The performances and degradation mechanisms of a commercial artificial graphite/LiNi0.5Co0.2Mn0.3O2 pouch cell at different cutoff voltages and temperatures

Tremendous efforts have been made in improving the electrochemical properties of LiNi0.5Co0.2Mn0.3O2 (NCM523)-based lithium-ion batteries in lab-scale coin cells. However, two questions remain to be answered, including what is the practical performance of high-energy-density based pouch cells in all-climate and why has a charge cutoff voltage of ≥4.4 V still not been commercialized in NCM523-based cells. Herein, an ~2 Ah artificial graphite/LiNi0.5Co0.2Mn0.3O2 (AGr/NCM523) pouch cell was developed, and the cell behaviors at 4.2 and 4.4 V under cold, room and hot temperature conditions were researched in detail. When charged to 4.4 V, a specific capacity of 185.7 mAh g−1 was achieved, along with gravimetric and volumetric energy-densities of 261.9 Wh kg−1 and 640.1 Wh L−1, respectively; additionally a similar rate and low-temperature (0, −10 and −20 °C) discharge capabilities were maintained at compared with those of the cell at 4.2 V. However, the practical applications of this 4.4 V AGr/NCM523 cell are hindered by its low storage stability at 70 °C and short service life upon cycling at 0, 25 and 45 °C. Various characterizations were employed to differentiate the contributions of the cutoff voltage to the cycling degradation mechanism.

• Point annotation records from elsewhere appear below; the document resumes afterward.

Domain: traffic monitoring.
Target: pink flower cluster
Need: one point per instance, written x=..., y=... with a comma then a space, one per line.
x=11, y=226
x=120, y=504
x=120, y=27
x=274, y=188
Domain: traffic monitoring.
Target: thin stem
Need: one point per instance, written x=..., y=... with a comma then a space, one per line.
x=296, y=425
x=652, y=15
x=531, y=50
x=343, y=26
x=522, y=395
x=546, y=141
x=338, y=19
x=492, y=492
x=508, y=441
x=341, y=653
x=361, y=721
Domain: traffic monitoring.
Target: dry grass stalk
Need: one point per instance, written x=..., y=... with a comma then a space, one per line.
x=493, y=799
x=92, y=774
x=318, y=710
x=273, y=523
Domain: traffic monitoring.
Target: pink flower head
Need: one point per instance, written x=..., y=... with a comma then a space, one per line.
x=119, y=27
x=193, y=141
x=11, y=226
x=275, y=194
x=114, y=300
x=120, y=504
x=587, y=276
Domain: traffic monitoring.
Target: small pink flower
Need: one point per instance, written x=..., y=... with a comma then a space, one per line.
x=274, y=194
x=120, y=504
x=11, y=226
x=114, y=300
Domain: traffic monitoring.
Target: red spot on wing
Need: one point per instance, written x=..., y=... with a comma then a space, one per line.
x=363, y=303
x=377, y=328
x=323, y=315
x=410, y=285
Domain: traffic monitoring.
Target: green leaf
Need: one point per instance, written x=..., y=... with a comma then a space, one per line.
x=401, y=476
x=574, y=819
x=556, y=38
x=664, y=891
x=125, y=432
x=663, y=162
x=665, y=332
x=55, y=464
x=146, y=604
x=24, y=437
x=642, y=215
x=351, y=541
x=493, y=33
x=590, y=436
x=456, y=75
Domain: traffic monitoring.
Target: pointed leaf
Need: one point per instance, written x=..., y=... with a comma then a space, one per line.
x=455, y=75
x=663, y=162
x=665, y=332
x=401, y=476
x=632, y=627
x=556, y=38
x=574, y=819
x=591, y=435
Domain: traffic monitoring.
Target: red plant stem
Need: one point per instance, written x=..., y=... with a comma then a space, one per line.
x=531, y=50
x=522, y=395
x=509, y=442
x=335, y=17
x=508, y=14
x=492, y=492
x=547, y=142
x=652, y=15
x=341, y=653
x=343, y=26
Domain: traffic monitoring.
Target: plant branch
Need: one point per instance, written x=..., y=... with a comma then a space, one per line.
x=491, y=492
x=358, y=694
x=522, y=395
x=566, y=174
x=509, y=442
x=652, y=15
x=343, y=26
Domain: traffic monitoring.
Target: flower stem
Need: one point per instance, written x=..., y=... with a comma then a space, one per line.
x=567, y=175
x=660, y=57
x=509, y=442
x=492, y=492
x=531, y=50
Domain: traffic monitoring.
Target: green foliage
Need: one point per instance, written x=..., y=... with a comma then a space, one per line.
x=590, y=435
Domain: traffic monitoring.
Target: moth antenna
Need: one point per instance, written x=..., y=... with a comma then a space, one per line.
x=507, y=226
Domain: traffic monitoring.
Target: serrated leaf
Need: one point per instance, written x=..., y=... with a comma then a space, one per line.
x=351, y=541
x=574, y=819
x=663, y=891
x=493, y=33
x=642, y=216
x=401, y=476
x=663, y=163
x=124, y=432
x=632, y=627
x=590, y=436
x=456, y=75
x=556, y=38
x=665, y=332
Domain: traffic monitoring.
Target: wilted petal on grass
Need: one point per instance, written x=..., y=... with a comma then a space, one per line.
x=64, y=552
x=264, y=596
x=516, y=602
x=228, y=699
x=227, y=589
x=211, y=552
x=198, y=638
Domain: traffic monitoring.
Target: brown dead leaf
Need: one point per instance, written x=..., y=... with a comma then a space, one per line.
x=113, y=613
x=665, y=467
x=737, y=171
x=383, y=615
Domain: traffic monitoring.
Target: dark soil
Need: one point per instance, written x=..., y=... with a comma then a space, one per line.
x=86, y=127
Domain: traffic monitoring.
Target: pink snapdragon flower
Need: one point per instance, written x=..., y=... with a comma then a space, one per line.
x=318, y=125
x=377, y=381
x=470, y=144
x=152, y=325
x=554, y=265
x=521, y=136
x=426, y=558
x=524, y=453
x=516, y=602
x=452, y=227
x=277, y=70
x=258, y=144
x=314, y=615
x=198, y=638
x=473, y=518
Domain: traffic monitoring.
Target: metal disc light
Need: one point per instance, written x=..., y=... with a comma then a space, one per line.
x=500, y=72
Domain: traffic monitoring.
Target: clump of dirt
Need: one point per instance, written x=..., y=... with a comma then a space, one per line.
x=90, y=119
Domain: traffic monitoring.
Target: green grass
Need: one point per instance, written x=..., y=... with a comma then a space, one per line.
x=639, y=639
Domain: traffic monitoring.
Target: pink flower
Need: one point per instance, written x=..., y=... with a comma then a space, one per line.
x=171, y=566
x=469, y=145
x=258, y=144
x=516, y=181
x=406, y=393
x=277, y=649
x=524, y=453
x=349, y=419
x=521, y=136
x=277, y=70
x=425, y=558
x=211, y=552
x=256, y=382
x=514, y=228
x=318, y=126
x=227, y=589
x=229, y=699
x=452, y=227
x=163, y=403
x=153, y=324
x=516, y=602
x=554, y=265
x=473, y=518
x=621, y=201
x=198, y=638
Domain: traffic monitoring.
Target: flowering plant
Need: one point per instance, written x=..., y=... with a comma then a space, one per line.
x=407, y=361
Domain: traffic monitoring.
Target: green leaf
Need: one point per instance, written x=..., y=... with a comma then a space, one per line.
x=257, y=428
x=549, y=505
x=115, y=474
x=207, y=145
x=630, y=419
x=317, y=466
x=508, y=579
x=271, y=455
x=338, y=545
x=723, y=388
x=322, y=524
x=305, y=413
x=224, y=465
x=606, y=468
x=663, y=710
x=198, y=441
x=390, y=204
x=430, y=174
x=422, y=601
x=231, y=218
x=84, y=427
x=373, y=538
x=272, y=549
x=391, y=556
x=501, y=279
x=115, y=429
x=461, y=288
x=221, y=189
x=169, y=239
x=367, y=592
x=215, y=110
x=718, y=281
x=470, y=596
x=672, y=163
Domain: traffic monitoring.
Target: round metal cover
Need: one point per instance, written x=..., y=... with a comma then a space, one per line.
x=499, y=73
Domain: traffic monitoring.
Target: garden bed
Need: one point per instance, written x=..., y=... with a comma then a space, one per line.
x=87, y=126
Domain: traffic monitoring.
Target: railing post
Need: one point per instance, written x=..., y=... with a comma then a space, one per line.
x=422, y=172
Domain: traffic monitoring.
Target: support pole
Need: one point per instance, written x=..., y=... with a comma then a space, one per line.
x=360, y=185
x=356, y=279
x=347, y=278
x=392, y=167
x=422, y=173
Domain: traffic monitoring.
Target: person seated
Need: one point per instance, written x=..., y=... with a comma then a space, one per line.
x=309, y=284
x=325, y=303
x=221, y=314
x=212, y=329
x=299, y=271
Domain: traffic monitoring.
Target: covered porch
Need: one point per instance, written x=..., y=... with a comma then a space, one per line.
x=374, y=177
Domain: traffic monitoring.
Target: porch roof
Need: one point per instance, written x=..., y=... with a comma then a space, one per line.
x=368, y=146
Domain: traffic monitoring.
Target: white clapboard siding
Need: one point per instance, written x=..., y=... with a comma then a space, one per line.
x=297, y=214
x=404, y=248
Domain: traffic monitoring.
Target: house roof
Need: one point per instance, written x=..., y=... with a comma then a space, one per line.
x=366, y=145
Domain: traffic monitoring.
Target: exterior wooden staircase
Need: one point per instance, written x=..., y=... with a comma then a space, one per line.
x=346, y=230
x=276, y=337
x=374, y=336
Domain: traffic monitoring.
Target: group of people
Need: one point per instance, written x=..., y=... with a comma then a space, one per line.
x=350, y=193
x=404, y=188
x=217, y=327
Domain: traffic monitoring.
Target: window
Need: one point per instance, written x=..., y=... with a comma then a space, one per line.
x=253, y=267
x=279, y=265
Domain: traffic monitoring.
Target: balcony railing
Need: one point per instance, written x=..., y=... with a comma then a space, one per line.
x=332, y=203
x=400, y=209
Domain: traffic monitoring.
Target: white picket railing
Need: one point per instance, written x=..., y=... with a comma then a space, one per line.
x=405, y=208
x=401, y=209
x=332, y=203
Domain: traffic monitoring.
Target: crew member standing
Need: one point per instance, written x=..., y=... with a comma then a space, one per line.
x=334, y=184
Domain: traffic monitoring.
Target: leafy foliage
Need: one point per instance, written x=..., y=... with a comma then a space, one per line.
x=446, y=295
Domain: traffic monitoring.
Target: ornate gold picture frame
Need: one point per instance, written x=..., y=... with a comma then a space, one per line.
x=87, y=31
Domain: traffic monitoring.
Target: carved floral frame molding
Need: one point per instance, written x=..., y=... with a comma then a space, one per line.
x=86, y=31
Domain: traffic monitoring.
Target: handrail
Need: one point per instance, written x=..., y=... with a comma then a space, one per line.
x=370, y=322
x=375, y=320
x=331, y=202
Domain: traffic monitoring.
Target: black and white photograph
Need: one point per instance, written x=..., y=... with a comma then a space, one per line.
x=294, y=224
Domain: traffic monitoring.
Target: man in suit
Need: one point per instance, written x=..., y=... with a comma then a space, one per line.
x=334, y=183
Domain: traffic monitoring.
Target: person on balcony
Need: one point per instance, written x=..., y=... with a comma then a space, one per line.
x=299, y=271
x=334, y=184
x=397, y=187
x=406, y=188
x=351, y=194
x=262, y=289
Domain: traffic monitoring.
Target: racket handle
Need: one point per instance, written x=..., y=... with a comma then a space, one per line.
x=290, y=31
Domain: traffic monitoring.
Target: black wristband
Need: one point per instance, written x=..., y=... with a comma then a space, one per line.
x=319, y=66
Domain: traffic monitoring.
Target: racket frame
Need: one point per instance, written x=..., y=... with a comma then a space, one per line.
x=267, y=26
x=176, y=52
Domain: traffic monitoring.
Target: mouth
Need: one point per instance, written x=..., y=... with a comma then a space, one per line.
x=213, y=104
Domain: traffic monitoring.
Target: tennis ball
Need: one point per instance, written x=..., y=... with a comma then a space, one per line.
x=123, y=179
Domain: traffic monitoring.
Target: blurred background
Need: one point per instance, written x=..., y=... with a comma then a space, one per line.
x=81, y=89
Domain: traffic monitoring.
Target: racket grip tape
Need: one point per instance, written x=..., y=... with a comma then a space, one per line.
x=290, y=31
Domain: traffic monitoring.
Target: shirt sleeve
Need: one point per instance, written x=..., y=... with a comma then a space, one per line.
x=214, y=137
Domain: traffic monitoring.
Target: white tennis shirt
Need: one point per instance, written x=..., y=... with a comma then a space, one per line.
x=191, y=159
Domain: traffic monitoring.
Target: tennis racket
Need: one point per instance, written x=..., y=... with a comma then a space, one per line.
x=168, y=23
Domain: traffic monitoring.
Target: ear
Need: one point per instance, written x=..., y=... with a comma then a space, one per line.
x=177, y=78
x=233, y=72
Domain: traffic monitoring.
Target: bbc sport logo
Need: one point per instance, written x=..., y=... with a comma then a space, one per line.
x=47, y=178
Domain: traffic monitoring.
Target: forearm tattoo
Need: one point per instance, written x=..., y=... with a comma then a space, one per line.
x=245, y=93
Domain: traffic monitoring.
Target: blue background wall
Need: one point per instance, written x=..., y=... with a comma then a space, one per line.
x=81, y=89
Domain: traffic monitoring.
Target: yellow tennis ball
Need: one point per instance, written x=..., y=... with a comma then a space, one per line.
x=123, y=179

Results reveal that side reactions, especially electrolyte breakdown, increased at both the cathode and anode interphases, which notably increased the impedance and became the major reason for the capacity fade of the cell at 4.4 V. Notably, the damage to the interior structure of NCM523 was similar to that of NCM523 at 4.2 V. This fundamental and comprehensive understanding of NCM523 in a full cell will pave the way for optimizing state-of-the-art NCM523 materials and high-voltage LIBs.